Globally unique research for better fuel pellets
800 tonnes of sawdust was recently turned into fuel pellets in a globally unique test run in Sweden. That was part of a pellet research project that is being carried out on a large scale to investigate differences in quality between different raw material compositions.
Testing are a cheap and environmentally friendly energy source made from dried and compacted sawdust from spruce and pine. Therefore, they are a valuable and important component in the transition to a fossil-free society.
In order to optimize the production and storage of pellets, a research study is now investigating whether the pellet quality is affected by the origin of the sawdust: the heartwood (coarse timber) or the sapwood (small timber).
Different drying temperatures and types of sawdust
What the researchers are investigating is whether the handling of the raw materials can contribute to making the pellets more resource-efficient. The method includes studying how low- and high-temperature drying, in combination with small and coarse timber, affects the physical properties and long-term storage.

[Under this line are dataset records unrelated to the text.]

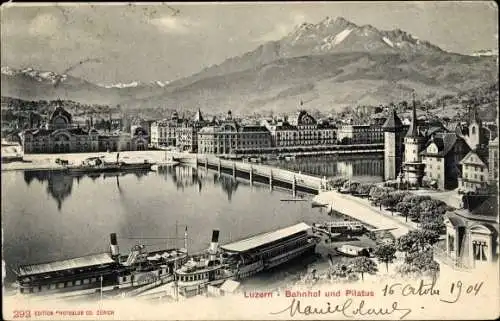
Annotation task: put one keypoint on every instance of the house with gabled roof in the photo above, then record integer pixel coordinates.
(474, 176)
(441, 157)
(472, 238)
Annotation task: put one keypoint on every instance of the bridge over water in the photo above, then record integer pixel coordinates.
(256, 172)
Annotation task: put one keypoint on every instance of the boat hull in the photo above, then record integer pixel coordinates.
(110, 168)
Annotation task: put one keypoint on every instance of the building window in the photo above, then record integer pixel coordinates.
(479, 251)
(451, 243)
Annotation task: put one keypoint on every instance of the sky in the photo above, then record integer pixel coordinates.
(160, 41)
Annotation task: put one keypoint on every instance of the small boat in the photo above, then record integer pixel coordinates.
(353, 250)
(98, 165)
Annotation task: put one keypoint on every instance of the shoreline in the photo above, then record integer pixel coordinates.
(47, 161)
(362, 211)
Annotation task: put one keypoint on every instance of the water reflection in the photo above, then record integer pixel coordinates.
(187, 176)
(60, 184)
(364, 166)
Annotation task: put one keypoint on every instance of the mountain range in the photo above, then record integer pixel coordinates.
(328, 65)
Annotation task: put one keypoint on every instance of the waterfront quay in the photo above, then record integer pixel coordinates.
(377, 148)
(256, 173)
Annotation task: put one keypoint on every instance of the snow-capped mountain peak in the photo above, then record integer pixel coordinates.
(38, 75)
(341, 35)
(134, 84)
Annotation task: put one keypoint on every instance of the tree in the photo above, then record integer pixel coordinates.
(432, 222)
(385, 253)
(363, 189)
(417, 241)
(362, 265)
(404, 209)
(377, 193)
(420, 263)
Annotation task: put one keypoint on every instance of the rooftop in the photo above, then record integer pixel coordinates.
(75, 263)
(265, 238)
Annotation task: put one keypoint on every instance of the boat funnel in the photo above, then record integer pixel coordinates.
(115, 251)
(214, 245)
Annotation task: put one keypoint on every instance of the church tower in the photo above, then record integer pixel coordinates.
(413, 167)
(393, 146)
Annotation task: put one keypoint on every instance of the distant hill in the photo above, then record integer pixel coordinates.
(327, 66)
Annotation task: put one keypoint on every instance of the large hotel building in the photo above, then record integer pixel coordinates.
(60, 135)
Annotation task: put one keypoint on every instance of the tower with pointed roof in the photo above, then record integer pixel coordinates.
(393, 146)
(475, 126)
(413, 168)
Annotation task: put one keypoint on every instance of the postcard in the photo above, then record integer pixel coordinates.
(250, 161)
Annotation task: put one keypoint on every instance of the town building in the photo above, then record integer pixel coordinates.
(476, 164)
(493, 160)
(60, 135)
(413, 168)
(360, 134)
(442, 159)
(393, 146)
(163, 132)
(219, 138)
(231, 138)
(186, 135)
(302, 130)
(472, 233)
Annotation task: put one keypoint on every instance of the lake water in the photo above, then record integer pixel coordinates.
(52, 215)
(366, 168)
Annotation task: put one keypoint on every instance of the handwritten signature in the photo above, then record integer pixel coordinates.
(348, 308)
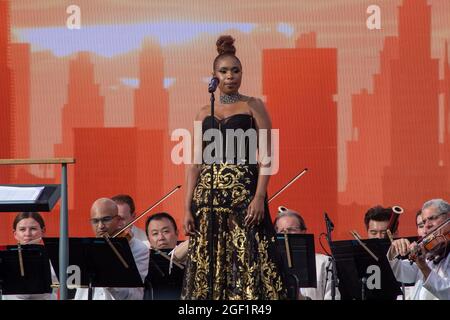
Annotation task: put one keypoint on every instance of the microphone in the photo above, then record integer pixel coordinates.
(213, 84)
(329, 224)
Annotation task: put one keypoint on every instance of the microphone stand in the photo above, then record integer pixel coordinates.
(330, 228)
(211, 215)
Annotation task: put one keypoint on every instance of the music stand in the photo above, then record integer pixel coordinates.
(354, 269)
(98, 263)
(36, 277)
(302, 272)
(159, 284)
(44, 203)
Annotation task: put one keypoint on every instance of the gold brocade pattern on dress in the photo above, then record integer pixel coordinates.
(245, 258)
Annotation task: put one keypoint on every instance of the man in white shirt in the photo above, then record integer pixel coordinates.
(431, 278)
(290, 221)
(127, 211)
(106, 220)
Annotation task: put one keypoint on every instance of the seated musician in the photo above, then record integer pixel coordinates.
(29, 228)
(165, 277)
(290, 221)
(377, 220)
(127, 212)
(106, 220)
(429, 271)
(162, 233)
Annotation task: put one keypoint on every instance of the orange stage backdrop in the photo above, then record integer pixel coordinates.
(367, 111)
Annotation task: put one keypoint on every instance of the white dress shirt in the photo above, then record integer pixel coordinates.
(141, 256)
(323, 275)
(140, 235)
(435, 287)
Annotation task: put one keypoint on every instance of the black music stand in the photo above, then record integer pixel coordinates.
(99, 264)
(302, 272)
(353, 263)
(44, 203)
(159, 284)
(36, 278)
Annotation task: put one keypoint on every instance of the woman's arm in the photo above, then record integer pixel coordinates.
(192, 173)
(256, 208)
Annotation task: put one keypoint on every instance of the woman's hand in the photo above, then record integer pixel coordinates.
(188, 223)
(255, 212)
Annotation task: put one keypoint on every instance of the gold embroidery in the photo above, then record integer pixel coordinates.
(244, 266)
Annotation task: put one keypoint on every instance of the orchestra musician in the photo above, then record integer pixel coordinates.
(106, 221)
(29, 228)
(430, 271)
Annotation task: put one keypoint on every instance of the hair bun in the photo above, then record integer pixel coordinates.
(225, 45)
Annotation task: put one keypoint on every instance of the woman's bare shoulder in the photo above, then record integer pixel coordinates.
(202, 113)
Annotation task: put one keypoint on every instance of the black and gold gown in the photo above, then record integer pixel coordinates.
(245, 259)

One problem when storing fuel pellets is that they can generate spontaneous heating, forming flammable and toxic gases. The researchers aim to reduce this increased fire hazard.
Globally unique test run
In order to examine the improvement opportunities in the context of fuel pellets, some 800 tonnes of fresh small and coarse timber from pine was transported to the pellet plant of power company Härjeåns Energi in the Swedish town of Sveg. That is where the impressive test run took place.

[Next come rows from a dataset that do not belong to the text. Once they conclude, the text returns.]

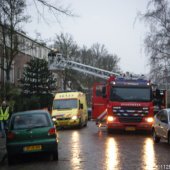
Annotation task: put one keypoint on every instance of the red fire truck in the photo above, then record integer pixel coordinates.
(123, 102)
(126, 103)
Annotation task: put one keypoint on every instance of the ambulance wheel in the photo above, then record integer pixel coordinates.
(85, 124)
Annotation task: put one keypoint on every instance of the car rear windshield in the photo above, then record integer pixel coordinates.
(25, 121)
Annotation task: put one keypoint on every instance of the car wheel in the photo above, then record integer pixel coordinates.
(156, 139)
(55, 155)
(11, 160)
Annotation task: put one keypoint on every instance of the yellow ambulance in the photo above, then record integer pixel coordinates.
(70, 109)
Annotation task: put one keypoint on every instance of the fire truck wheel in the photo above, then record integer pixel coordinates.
(156, 139)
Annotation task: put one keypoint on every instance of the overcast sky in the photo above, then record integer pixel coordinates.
(108, 22)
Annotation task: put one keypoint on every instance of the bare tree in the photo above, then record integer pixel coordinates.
(53, 8)
(157, 41)
(66, 45)
(11, 17)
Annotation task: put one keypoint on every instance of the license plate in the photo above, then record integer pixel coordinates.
(130, 128)
(32, 148)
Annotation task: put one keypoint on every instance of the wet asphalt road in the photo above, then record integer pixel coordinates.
(91, 148)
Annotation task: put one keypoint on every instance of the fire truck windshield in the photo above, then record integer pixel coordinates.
(130, 94)
(65, 104)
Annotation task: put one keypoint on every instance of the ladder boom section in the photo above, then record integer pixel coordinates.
(59, 63)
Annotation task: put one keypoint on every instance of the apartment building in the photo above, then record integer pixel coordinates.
(28, 49)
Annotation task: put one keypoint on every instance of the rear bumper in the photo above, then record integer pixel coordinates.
(16, 149)
(67, 123)
(130, 126)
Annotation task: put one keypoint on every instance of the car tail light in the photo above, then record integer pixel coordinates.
(149, 119)
(10, 135)
(52, 131)
(110, 118)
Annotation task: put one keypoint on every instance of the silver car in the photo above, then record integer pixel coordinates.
(161, 126)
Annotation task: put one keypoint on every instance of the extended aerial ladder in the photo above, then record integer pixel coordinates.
(57, 62)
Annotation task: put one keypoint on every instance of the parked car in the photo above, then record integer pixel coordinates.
(161, 126)
(89, 113)
(31, 132)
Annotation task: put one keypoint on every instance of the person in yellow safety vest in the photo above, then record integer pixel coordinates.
(4, 113)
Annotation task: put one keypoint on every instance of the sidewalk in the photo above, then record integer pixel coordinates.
(2, 147)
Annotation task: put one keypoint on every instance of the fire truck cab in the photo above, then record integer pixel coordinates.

“This is huge. Such large-scale research trials aren’t carried out anywhere else in the world. Normally, you’d go to a lab and do smaller runs,” says Magnus Persson, who is an innovation advisor and project manager at Paper Province.
What makes this volume possible is the collaboration between academia, research and industry.
“If this turns out well, it’s going to have an impact for the entire industry: everyone will be able to learn and benefit from it.”
The test run was the second of two major ones. The first one, completed last autumn, involved low-temperature drying. This time, however, a high-temperature dryer was used.
“The test run came out well, and now we’ll continue the measurements and analyses in order to determine the outcome,” says Michael Finell of the Swedish University of Agricultural Sciences.
He is the project manager for InnoPels, the project where the research is conducted. It is funded by Vinnova, with the participation of Karlstad University, Paper Province, Solör Bioenergi Pellets AB, Härjeåns Energi AB and Bergkvist Siljan Skog AB.